Using the television and other communication methods to your advantage is only part of the
game. What is presented through the media is what determines the true outcome of an
election. For example, throughout the campaign in California, Arnold Schwarzenegger
continued to present the idea of being a "macho man" rather than present himself as a true
politician. His advantage throughout his career as an actor was that he was always a much
more handsome and he was much stronger than his counterparts. He used this to his
advantage to land himself very masculine roles such as the "Terminator" and "Conan the
Barbarian." He continued to use this to his advantage during his campaign. He never
stooped to the level of a "normal politician" but instead kept his macho man persona. This
went a long way in getting him elected governor of California.

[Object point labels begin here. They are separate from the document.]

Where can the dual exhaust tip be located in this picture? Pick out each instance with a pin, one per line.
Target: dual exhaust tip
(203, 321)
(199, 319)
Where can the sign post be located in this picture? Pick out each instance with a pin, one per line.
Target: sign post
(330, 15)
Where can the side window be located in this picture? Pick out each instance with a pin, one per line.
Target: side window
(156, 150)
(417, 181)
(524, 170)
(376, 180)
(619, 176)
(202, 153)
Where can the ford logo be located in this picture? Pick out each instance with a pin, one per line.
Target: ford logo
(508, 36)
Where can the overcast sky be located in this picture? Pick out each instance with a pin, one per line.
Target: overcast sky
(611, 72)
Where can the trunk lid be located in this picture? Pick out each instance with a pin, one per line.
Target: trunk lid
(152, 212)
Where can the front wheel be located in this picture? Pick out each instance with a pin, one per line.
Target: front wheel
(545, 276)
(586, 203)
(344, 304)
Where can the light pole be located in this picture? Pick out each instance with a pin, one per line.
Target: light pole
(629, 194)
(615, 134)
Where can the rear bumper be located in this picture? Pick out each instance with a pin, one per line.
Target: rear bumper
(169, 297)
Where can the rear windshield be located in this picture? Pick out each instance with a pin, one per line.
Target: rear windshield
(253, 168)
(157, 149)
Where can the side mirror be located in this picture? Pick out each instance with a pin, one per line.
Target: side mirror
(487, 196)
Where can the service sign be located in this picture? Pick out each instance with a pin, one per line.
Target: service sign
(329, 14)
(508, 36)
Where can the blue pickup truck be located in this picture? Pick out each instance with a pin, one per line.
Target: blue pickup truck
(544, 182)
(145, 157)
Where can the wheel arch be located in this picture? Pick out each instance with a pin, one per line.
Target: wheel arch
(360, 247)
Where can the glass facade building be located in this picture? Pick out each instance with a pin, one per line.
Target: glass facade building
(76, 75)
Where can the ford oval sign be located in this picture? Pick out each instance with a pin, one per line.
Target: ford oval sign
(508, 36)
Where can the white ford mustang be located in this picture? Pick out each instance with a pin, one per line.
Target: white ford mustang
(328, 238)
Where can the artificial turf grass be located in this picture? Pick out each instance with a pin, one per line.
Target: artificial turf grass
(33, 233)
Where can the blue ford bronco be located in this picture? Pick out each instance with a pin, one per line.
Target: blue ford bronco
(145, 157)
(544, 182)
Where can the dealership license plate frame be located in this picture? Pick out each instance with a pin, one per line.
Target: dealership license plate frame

Rather than voting for
Arnold Schwarzenegger, the man who had sexual harassment allegations tossed at him, the
constituents voted for the manly character that he played in movies.

The same type of campaign was orchestrated by Ronald Reagan for the 1980 presidential
election. After becoming famous around the country as a very masculine hero in movies such
as "Hellcats of the Navy" and "This is the Army," Reagan found himself entering the field
of politics. First as a governor of California and then as the president, Reagan continued
his masculine image throughout his political career.